COMMISSION DES LÉSIONS PROFESSIONNELLES

 

 

Québec

6 avril 2011

 

Région :

Estrie

 

Dossier :

415190-05-1007

 

Dossier CSST :

127045490

 

Commissaire :

Jean-François Clément, Juge administratif en chef

______________________________________________________________________

 

 

 

Équipement sanitaire Cherbourg 1977

 

Partie requérante

 

 

 

 

______________________________________________________________________

 

 

DÉCISION

 

______________________________________________________________________

 

 

[1]          Le 13 juillet 2010, Équipement sanitaire Cherbourg 1977 (l’employeur) dépose à la Commission des lésions professionnelles une requête à l’encontre d’une décision rendue par la Commission de la santé et de la sécurité du travail (la CSST), le 5 juillet 2010, à la suite d’une révision administrative.

[2]          Par cette décision, la CSST confirme celle qu’elle a rendue initialement le 19 mars 2010 et déclare que l’employeur a droit à un partage de l’imputation des coûts de l’ordre de 65 % à son dossier et 35 % aux employeurs de toutes les unités en lien avec la lésion professionnelle subie le 21 octobre 2004 par monsieur Alain Thiffault (le travailleur).

[3]          Une audience était prévue à Sherbrooke, le 27 janvier 2011, mais l’employeur y a renoncé, préférant déposer une argumentation écrite accompagnée d’une preuve additionnelle.

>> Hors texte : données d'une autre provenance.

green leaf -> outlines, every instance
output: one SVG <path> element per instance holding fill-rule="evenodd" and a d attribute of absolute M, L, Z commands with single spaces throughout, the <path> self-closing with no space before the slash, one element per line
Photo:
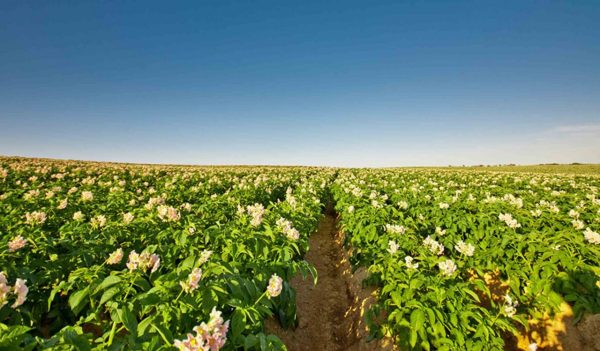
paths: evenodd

[4]          Ces documents ont été reçus par le tribunal le 1er avril 2011 et c’est à cette date que le délibéré a débuté.

 

L’OBJET DE LA CONTESTATION

[5]          L’employeur demande à la Commission des lésions professionnelles de déclarer que 90 % des coûts inhérents à la lésion professionnelle du 21 octobre 2004 doivent être imputés à tous les employeurs et seulement 10 % à son propre dossier.

 

LES FAITS ET LES MOTIFS

[6]          La Commission des lésions professionnelles doit décider du partage d’imputation auquel a droit l’employeur, en vertu des principes prévus à l’article 329 de la Loi sur les accidents du travail et les maladies professionnelles[1] (la loi) :

329.  Dans le cas d'un travailleur déjà handicapé lorsque se manifeste sa lésion professionnelle, la Commission peut, de sa propre initiative ou à la demande d'un employeur, imputer tout ou partie du coût des prestations aux employeurs de toutes les unités.

 

L'employeur qui présente une demande en vertu du premier alinéa doit le faire au moyen d'un écrit contenant un exposé des motifs à son soutien avant l'expiration de la troisième année qui suit l'année de la lésion professionnelle.

__________

1985, c. 6, a. 329; 1996, c. 70, a. 35.

 

 

[7]          Il est vrai que la Commission des lésions professionnelles procède de novo et possède les pouvoirs prévus à l’article 377 de la loi :

377.  La Commission des lésions professionnelles a le pouvoir de décider de toute question de droit ou de fait nécessaire à l'exercice de sa compétence.

 

Elle peut confirmer, modifier ou infirmer la décision, l'ordre ou l'ordonnance contesté et, s'il y a lieu, rendre la décision, l'ordre ou l'ordonnance qui, à son avis, aurait dû être rendu en premier lieu.

__________

1985, c. 6, a. 377; 1997, c. 27, a. 24.

 

 

[8]          En conséquence, le tribunal n’est pas lié par la conclusion de la CSST voulant que le travailleur soit handicapé.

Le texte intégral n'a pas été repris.